Software implementations allowing new approaches toward data analysis, modeling and curation of biological knowledge for Systems Medicine

Abstract

Cancer is one of the leading causes of death globally. To combat cancer, scientists want to understand the mechanisms that drive this disease so that effective treatments can be developed. However, regulatory mechanisms of cancer can be very complex, so its analysis has proven to be quite challenging. The field of Systems Medicine has emerged to address this problem, combining expertise from different scientific disciplines such as Biology, Medicine and Computer Sciences. This approach aims to integrate, analyze and interpret data from different resources and produce new knowledge, which is the basis for the development of personalized therapies. The efforts described in this PhD thesis have improved various parts of a systems medicine approach towards cancer therapy development.

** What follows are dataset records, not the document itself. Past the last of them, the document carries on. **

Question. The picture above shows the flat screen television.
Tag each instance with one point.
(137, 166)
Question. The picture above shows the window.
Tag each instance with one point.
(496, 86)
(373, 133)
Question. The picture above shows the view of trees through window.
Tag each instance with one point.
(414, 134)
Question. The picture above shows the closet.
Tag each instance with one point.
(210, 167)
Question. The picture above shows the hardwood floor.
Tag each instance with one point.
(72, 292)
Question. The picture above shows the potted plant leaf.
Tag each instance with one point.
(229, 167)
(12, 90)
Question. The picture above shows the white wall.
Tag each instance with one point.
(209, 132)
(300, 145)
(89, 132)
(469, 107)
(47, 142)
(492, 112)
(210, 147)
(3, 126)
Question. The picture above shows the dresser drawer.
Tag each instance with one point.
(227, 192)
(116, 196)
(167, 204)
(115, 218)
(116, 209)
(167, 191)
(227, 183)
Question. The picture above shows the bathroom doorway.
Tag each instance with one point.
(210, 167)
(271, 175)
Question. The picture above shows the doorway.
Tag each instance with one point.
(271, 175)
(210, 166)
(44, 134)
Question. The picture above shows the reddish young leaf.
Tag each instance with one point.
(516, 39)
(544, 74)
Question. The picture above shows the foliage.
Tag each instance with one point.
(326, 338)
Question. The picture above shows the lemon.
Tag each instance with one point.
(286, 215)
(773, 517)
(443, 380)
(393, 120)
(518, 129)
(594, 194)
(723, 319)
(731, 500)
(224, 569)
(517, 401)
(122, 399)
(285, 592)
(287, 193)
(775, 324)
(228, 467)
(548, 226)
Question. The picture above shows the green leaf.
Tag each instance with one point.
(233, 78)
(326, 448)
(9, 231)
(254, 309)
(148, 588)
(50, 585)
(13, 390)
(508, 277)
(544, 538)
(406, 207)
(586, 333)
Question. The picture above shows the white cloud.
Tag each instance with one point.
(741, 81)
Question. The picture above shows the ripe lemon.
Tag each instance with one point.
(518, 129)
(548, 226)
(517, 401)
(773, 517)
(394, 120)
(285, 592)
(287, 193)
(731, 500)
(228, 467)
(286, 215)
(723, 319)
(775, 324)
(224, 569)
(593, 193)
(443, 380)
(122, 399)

We developed software tools that enable a better collection and sharing of biological knowledge described in scientific publications. Our software facilitates the task to search and annotate information about molecules and their interactions and to store it in a format computers can understand. With this knowledge scientists can build networks describing the structure and signaling information of biological systems such as the human cell. These signaling networks can be used to construct computational cancer models, which can explain why signals traveling through these networks get disrupted, leading to disease. We implemented simulation software that automatically builds and optimizes many models to match given cancer signaling data. Our computer models successfully predicted drug combinations that act synergistically in experiments. A new software tool was built to analyze the simulation data and find biological or modeling markers that explain why some drug combinations are beneficial while others are not. Lastly, we proposed a mathematical framework that allows us to optimally set the parameters of our models and make them better match experimental observations and comply with the underlying signaling information.